Ausnahmezustand herrscht in Bösdorf. Die Mitglieder des Reit- und Fahrvereins Bösdorf/Rätzlingen und Umgebung haben zu den traditionellen Fahrsporttagen eingeladen. Über 100 Gespanne haben viel Geschick und Ausdauer gezeigt. Mehr als 80 Helfer waren im Einsatz.

Von Anett Roisch

Bösdorf l Turnieratmosphäre ist bei den Bösdorfer Fahrtagen und bei den Landesmeisterschaften in fast allen Ecken des Drömlingsdorfes zu spüren. Überall sind PS-starke Gefährte unterwegs. Rasante Fahrer hinterlassen große Staubwolken, so dass den Zuschauern der Atem stockt. Auf den Parkplätzen stehen die Blechkarossen dicht gedrängt, alles strömt in Richtung Turnierplatz. Hochkonzentrierte Gesicher bei den Gespannfahrern und ihren Teams. Für die Gastgeber ist das Turnier trotz Routine immer wieder eine Herausforderung.

"Alles läuft nach Plan. Es sind über 100 Gespanne. Es gab bisher keine Unfälle", freut sich der Vorsitzende des Vereins, Michael Müller. "Ohne die vielen Helfer, Freunde und Sponsoren würden diese Veranstaltungen nicht funktionieren", weiß Müller. Der Vereinschef lässt sich nicht aus der Ruhe bringen und koordiniert mit Handy und Funkgerät den Ablauf auch aus der Ferne. Einige seiner Leute fahren mit Elektrorollern von einem Hindernis zum anderen, um aktuelle Neuigkeiten und Zwischenergebnisse auszutauschen.
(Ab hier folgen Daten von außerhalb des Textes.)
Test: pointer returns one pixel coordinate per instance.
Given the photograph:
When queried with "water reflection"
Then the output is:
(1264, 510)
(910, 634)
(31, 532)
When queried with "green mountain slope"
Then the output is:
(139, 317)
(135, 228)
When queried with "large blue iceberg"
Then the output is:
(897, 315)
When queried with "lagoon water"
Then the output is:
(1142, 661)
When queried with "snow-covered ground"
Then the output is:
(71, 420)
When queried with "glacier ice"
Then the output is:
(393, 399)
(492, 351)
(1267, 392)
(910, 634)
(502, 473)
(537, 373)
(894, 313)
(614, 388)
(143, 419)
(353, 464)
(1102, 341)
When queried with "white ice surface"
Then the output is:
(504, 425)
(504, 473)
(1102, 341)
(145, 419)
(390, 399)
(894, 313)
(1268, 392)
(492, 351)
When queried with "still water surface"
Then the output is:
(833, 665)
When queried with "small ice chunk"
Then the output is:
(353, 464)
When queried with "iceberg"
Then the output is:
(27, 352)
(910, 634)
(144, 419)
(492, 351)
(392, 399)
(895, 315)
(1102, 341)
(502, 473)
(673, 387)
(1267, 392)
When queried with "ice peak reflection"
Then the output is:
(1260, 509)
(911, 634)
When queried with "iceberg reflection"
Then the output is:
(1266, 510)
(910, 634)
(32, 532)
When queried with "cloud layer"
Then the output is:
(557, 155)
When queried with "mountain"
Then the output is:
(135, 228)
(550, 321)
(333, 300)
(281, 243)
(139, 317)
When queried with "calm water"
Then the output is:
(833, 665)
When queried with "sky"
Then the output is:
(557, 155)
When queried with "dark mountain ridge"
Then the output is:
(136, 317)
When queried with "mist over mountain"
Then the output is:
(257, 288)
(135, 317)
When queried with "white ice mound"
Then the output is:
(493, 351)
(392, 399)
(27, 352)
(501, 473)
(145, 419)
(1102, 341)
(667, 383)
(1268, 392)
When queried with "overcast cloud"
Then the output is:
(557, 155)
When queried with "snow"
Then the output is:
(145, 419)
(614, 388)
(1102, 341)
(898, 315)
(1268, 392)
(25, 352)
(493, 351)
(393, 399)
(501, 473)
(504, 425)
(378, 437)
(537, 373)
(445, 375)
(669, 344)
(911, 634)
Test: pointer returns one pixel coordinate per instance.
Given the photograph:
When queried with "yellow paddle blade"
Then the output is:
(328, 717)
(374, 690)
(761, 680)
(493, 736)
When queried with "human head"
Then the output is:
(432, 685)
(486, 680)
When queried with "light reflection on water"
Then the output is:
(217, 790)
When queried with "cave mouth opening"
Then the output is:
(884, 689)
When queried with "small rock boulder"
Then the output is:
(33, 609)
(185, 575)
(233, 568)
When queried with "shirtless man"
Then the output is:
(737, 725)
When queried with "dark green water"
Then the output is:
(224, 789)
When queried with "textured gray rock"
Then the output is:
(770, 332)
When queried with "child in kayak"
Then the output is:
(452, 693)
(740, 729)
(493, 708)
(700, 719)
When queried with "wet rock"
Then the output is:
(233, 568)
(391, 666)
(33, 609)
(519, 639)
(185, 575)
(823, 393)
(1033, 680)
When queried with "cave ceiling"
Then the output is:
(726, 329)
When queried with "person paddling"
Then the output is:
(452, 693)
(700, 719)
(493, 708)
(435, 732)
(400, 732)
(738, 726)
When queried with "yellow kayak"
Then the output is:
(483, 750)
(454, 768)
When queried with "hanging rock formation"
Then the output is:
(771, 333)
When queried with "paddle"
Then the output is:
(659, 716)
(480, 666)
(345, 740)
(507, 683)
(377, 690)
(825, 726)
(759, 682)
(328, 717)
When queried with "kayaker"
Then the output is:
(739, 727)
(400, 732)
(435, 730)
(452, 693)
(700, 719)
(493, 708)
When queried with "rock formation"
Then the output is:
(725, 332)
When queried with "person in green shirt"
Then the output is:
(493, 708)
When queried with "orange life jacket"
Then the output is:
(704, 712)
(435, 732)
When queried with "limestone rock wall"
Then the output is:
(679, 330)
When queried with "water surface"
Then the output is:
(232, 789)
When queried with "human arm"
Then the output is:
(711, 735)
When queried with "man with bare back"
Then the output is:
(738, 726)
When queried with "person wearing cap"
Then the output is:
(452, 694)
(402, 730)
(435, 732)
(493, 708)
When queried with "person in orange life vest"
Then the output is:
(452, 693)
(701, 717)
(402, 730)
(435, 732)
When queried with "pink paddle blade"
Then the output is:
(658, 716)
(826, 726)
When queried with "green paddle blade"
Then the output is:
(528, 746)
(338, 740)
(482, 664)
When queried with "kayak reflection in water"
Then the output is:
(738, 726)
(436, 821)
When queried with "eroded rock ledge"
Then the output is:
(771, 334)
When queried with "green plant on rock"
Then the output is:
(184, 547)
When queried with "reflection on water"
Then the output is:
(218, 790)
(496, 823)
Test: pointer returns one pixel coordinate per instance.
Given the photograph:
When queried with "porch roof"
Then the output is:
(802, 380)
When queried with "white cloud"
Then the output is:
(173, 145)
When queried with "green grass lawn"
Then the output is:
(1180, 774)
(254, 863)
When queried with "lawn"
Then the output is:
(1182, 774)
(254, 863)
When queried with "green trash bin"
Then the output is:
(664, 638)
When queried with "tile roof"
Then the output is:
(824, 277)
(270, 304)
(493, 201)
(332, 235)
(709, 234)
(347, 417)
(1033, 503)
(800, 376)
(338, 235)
Auf den Zuschauerplätzen werden kräftig die Daumen gedrückt. Fachgesimpel, wo man geht und steht. Reges Treiben herrscht auch am Kuchen- büfett. Genussvoll stopfen sich die Gäste mit den Köstlichkeiten voll, die die Frauen des Vereins und der beteiligten Orte gebacken hatten. Vom eigent- lichen Turnier kriegen viele der Helfer nichts mit. Dafür die Besucher entlang der Strecke um so mehr. Die Gäste erleben die Faszination Fahrsport hautnah. Am beliebtesten ist der Parcours am Ortseingang. Dort jagen die Fahrer mit ihren Pferden unerschrocken durch Wassergräben. Detlef Brandtner und seine Lebensgefährtin Kathrin Scholz aus Wolfsburg gehören zu den Stammgästen. Sie haben sich ihre Campingstühle mitgebracht. Die meisten Pferdefreunde brauchen keine gepolsterten Stühle. Sie gehen die Strecke ab und warten vorallem auf die heimischen Fahrer. Zu ihnen gehört der 17-jährige Markus Stottmeister. "Markus hat ein Hindernis mit Kühen auf dem Papier entworfen", sagt der Vereinschef und zeigt auf die lebensgroßen Kühe und auf die Bretter des Hindernisses, die genauso gefleckt gemalt sind, wie die Schwarz-Weiß-Gefeckten auf der Weide.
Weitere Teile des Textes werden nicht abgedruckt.